Q: Do you enjoy conducting seminars and grading in Ireland?
A: Yes. I did not realize my future would involve travelling so much around the world, but I enjoy teaching Karate and I like going to countries where they appreciate your teachings. For me it is not only technique but also the attitudes and the character of the country that I go to, so the culture is very important for me.
Q: Shihan, on our first meeting you discussed and emphasized loyalty from your students and from your senior instructors. Can you elaborate more on the loyalty and the character building of karateka?
A: This loyalty and character building is not something new. This was passed on from hundreds of years ago, before Karate became popular. This is what a samurai practiced from the old samurai class, his loyalty to his master or his shogun (Lord). Loyalty was very important and was the real issue between the samurai and the shogun. This element was passed down to the martial artist when the samurai class was over. They decided to keep the samurai characteristics alive as there was no samurai class and all the shoguns were united under one Emperor of Japan, so there was no more need for the samurai (or professional warrior). Japan wanted to keep the samurai spirit alive so they passed it down to the military of the Japanese, and loyalty to your Emperor and country was No.1. This in turn was passed down to the martial artist, and it really proves that loyalty is No.1, because now you see a lot of dojo’s splitting up because there is no loyalty to their sensei’s of the organization.
Q: What can practitioners of Karate learn from your teachings in terms of developing heir loyalty and discipline within their own organization, or to their own senior instructors?
A: There should be more emphasis on the dojo kun starting with Seek Perfection of Character and Be Faithful. Not enough time is spent on explaining what these actually mean. My weekly philosophy lectures are based a lot on the dojo kun, and some dojo’s like I mentioned earlier in Europe, do not even know what dojo kun means. Gichin Funakoshi stressed philosophy and the dojo kun more than technique itself. Everybody can learn the physical level but at the spiritual level, it is very difficult.
Q: Continuing from loyalty, there is the issue of etiquette within Karate at present. Now do you feel these standards are being maintained?
A: Etiquette and courtesy is very important. Gichin Funakoshi stressed that without etiquette, respect and courtesy there is no dojo. You must have that, because it is respect for the rank, and you must stress rank in the dojo, as it is all based on rank. Therefore, if you do not have any etiquette, which is respect for rank, you have no dojo. This comes under the dojo kun. Development of Character is vital and I find that in the modern or present younger generation, there are not enough of these spiritual elements.
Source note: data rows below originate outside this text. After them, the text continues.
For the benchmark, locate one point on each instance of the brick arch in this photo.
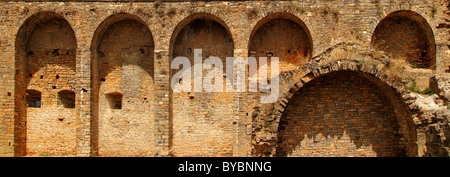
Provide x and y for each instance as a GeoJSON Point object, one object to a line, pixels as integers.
{"type": "Point", "coordinates": [122, 51]}
{"type": "Point", "coordinates": [281, 15]}
{"type": "Point", "coordinates": [391, 9]}
{"type": "Point", "coordinates": [44, 42]}
{"type": "Point", "coordinates": [208, 113]}
{"type": "Point", "coordinates": [312, 71]}
{"type": "Point", "coordinates": [286, 36]}
{"type": "Point", "coordinates": [420, 36]}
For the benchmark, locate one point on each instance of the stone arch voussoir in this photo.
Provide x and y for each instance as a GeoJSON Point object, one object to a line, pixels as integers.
{"type": "Point", "coordinates": [264, 144]}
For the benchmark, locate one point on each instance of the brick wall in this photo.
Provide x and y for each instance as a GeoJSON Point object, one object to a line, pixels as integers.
{"type": "Point", "coordinates": [339, 114]}
{"type": "Point", "coordinates": [125, 67]}
{"type": "Point", "coordinates": [199, 116]}
{"type": "Point", "coordinates": [126, 48]}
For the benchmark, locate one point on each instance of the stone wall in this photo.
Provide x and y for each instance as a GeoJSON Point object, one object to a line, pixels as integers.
{"type": "Point", "coordinates": [122, 50]}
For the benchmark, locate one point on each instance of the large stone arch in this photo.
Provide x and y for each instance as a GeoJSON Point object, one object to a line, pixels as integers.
{"type": "Point", "coordinates": [282, 35]}
{"type": "Point", "coordinates": [266, 118]}
{"type": "Point", "coordinates": [201, 122]}
{"type": "Point", "coordinates": [122, 87]}
{"type": "Point", "coordinates": [45, 61]}
{"type": "Point", "coordinates": [406, 35]}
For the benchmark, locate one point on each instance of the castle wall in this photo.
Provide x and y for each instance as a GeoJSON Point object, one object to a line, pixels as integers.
{"type": "Point", "coordinates": [156, 126]}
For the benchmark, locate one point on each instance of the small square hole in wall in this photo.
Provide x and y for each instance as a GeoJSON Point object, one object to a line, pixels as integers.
{"type": "Point", "coordinates": [66, 99]}
{"type": "Point", "coordinates": [114, 100]}
{"type": "Point", "coordinates": [33, 98]}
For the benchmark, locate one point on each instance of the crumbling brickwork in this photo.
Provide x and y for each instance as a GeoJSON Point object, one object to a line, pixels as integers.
{"type": "Point", "coordinates": [93, 78]}
{"type": "Point", "coordinates": [339, 114]}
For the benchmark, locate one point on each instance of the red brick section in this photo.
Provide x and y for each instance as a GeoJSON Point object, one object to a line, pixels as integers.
{"type": "Point", "coordinates": [339, 114]}
{"type": "Point", "coordinates": [203, 122]}
{"type": "Point", "coordinates": [125, 68]}
{"type": "Point", "coordinates": [49, 68]}
{"type": "Point", "coordinates": [402, 37]}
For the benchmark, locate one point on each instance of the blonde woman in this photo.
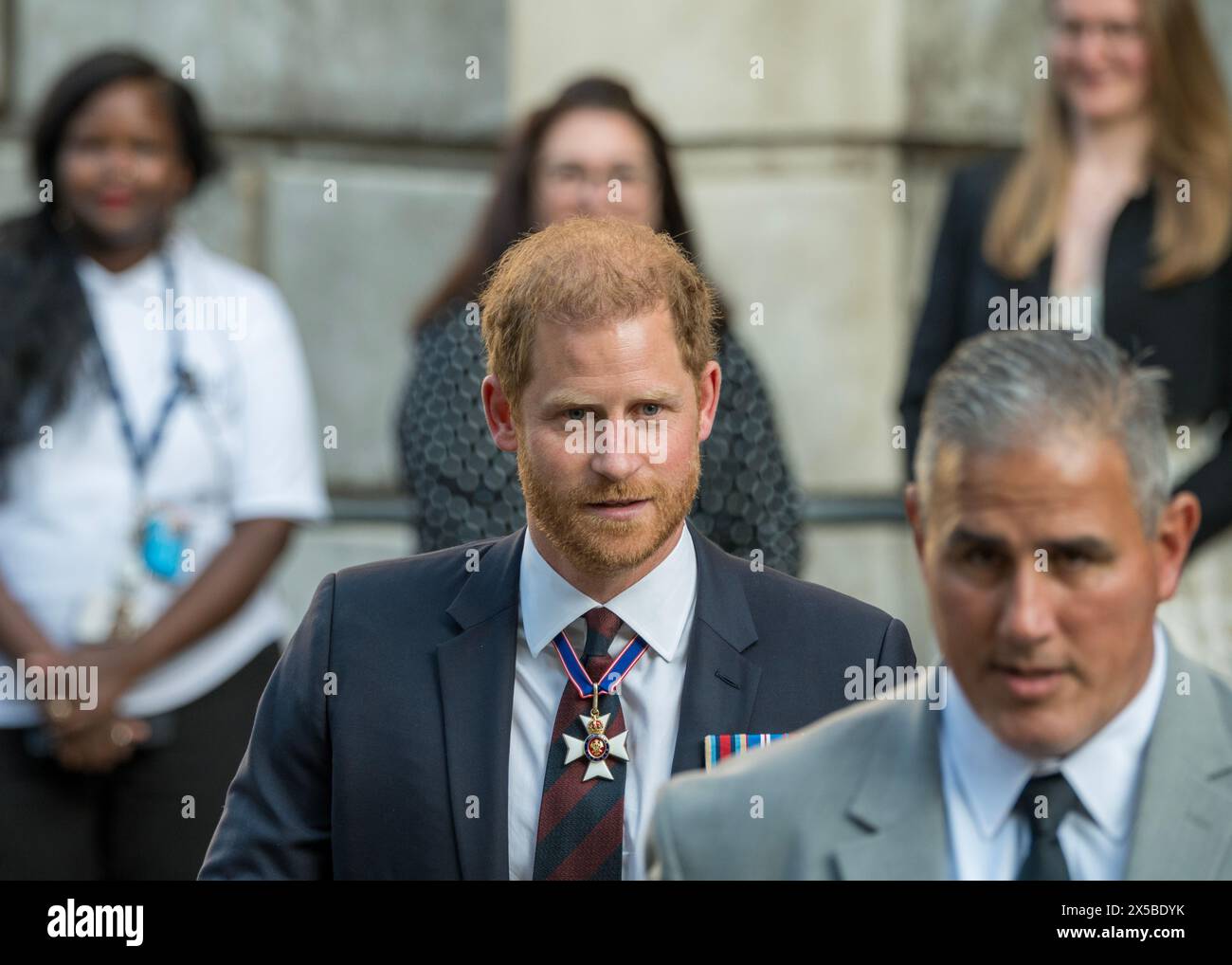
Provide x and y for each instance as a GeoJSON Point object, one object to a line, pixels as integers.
{"type": "Point", "coordinates": [1120, 200]}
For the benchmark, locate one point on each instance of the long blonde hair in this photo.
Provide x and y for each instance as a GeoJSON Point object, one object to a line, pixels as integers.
{"type": "Point", "coordinates": [1191, 139]}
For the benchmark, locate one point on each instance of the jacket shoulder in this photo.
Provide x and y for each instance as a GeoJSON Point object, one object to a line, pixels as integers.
{"type": "Point", "coordinates": [801, 785]}
{"type": "Point", "coordinates": [770, 592]}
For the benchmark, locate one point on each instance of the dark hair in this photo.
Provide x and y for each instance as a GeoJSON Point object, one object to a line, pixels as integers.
{"type": "Point", "coordinates": [45, 324]}
{"type": "Point", "coordinates": [86, 78]}
{"type": "Point", "coordinates": [508, 216]}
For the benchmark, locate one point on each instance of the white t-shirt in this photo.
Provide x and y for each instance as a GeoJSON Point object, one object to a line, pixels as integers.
{"type": "Point", "coordinates": [245, 445]}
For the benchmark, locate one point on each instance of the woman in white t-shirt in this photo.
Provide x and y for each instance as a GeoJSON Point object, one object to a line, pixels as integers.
{"type": "Point", "coordinates": [156, 446]}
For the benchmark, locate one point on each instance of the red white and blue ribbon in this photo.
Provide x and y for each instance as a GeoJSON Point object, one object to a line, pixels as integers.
{"type": "Point", "coordinates": [621, 665]}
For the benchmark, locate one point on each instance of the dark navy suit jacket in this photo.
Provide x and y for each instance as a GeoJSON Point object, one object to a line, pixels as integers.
{"type": "Point", "coordinates": [381, 744]}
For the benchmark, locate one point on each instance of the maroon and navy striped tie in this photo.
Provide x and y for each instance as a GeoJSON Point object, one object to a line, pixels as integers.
{"type": "Point", "coordinates": [582, 824]}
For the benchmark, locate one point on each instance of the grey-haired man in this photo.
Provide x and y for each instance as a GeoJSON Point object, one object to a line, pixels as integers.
{"type": "Point", "coordinates": [1075, 742]}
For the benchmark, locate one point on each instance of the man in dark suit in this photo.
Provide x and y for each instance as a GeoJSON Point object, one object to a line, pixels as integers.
{"type": "Point", "coordinates": [1075, 741]}
{"type": "Point", "coordinates": [440, 718]}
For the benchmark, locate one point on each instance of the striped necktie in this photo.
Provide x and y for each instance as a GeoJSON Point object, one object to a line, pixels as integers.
{"type": "Point", "coordinates": [582, 824]}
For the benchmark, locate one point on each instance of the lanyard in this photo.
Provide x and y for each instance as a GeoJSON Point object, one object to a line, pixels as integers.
{"type": "Point", "coordinates": [142, 452]}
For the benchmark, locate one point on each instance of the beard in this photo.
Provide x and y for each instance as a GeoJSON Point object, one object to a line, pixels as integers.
{"type": "Point", "coordinates": [591, 542]}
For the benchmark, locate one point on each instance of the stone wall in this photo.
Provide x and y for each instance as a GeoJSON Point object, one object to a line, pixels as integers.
{"type": "Point", "coordinates": [788, 176]}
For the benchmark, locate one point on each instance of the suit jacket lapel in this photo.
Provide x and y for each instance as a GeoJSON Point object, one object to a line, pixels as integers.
{"type": "Point", "coordinates": [1182, 828]}
{"type": "Point", "coordinates": [721, 683]}
{"type": "Point", "coordinates": [477, 699]}
{"type": "Point", "coordinates": [900, 804]}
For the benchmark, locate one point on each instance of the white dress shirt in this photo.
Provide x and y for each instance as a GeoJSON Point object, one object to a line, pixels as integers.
{"type": "Point", "coordinates": [660, 608]}
{"type": "Point", "coordinates": [245, 445]}
{"type": "Point", "coordinates": [982, 780]}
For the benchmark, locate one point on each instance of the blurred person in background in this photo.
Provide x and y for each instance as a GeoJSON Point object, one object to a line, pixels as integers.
{"type": "Point", "coordinates": [153, 461]}
{"type": "Point", "coordinates": [1067, 739]}
{"type": "Point", "coordinates": [1122, 197]}
{"type": "Point", "coordinates": [563, 161]}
This is one of the problems of the present modern generation, worldwide.
Q: Moving on to spirituality within Karate, do you think Karate can offer people something to fill the spiritual void within their lives?
A: Definitely, because spirituality is not being taught at home where it is supposed to be taught; even courtesy and respect. Etiquette should be taught at home, but parents I feel are not spending the time. They try to push this responsibility on to the teachers at school, and this is not the teacher’s responsibility to teach them all these spiritual values. It is supposed to be taught at home and enforced at school and at the dojo. However, I see this happening where the parents expect the sensei to do all teaching and disciplining.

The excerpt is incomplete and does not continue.